On April 3, Gov. Cuomo published a specific description, clarifying what he was recommending, just to make sure we all understood:
We are facing a hard and urgent truth in New York State right now. We need more ventilators, supplies and healthcare staff to get us through the “apex” of this pandemic. And we can’t get the supplies we need alone. No state can. That’s why I am calling for a national rolling deployment of resources to the areas of greatest need at the time it’s needed.

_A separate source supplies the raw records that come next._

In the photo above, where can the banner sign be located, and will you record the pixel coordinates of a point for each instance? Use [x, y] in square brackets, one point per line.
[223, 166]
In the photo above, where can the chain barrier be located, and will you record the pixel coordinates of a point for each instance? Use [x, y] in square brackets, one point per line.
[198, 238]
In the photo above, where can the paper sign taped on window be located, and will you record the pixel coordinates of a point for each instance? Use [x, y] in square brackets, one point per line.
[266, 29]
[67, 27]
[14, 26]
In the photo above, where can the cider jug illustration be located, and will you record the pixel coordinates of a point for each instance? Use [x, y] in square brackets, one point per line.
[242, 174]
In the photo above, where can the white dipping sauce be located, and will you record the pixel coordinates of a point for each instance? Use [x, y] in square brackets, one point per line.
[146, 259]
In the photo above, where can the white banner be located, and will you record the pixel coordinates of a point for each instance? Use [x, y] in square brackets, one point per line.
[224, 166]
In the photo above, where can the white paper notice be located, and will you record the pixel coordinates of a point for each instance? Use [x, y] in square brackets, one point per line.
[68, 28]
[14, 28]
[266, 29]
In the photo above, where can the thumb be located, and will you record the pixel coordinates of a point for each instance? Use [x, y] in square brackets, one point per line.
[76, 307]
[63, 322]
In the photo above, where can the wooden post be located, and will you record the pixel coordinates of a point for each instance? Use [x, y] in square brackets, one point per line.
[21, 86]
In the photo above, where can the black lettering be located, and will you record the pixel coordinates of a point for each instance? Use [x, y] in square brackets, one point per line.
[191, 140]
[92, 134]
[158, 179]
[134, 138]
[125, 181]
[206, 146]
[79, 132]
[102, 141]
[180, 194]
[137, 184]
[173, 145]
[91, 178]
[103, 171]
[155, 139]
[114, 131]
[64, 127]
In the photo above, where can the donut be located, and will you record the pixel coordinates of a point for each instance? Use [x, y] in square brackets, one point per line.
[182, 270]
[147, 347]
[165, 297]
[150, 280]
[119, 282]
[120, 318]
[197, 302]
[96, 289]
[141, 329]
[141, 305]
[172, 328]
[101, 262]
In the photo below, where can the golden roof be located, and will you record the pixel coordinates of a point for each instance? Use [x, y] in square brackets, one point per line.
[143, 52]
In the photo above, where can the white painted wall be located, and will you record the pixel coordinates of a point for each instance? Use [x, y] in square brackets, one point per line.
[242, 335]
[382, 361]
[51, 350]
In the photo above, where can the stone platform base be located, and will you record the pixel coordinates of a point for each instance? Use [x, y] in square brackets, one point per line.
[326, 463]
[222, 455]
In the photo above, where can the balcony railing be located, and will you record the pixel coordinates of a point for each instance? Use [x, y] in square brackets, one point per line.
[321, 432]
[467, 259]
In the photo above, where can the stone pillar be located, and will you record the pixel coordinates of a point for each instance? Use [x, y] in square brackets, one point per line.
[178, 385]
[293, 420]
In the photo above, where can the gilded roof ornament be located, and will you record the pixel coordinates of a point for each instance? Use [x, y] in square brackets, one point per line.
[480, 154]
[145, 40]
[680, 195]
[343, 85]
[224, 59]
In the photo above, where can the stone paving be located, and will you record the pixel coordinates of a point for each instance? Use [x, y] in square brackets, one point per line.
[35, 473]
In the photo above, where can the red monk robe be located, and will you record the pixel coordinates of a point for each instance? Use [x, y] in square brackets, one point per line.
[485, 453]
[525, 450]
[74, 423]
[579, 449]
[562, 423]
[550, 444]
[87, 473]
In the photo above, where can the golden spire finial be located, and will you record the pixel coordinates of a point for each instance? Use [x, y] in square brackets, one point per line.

States will reach their individual apex at different times. New York will be first. So we need to deploy resources from around the country to New York right now. Once we are past the worst of our apex, we will move resources to the next place in need and repeat this process as this virus rolls across the country. Mutual aid will save lives.
New Yorkers will go wherever they need to go, to be of help. New Yorkers will go to the next place that needs them, and when the situation in that location has improved, they will move on to another, clearly willing to go wherever they are needed, for as long as they are needed.
To me, that is knowledge services/knowledge-sharing at its highest level. When we succeed with this, we’ll have the coronavirus COVID-19 on the run. We will also, not coincidentally, have learned how to apply knowledge services in our new, changed society, for society won’t be then as it has been in the past. We will need our own lessons learned and the governor’s framework for rolling deployment in this crisis might be just what we need for the future.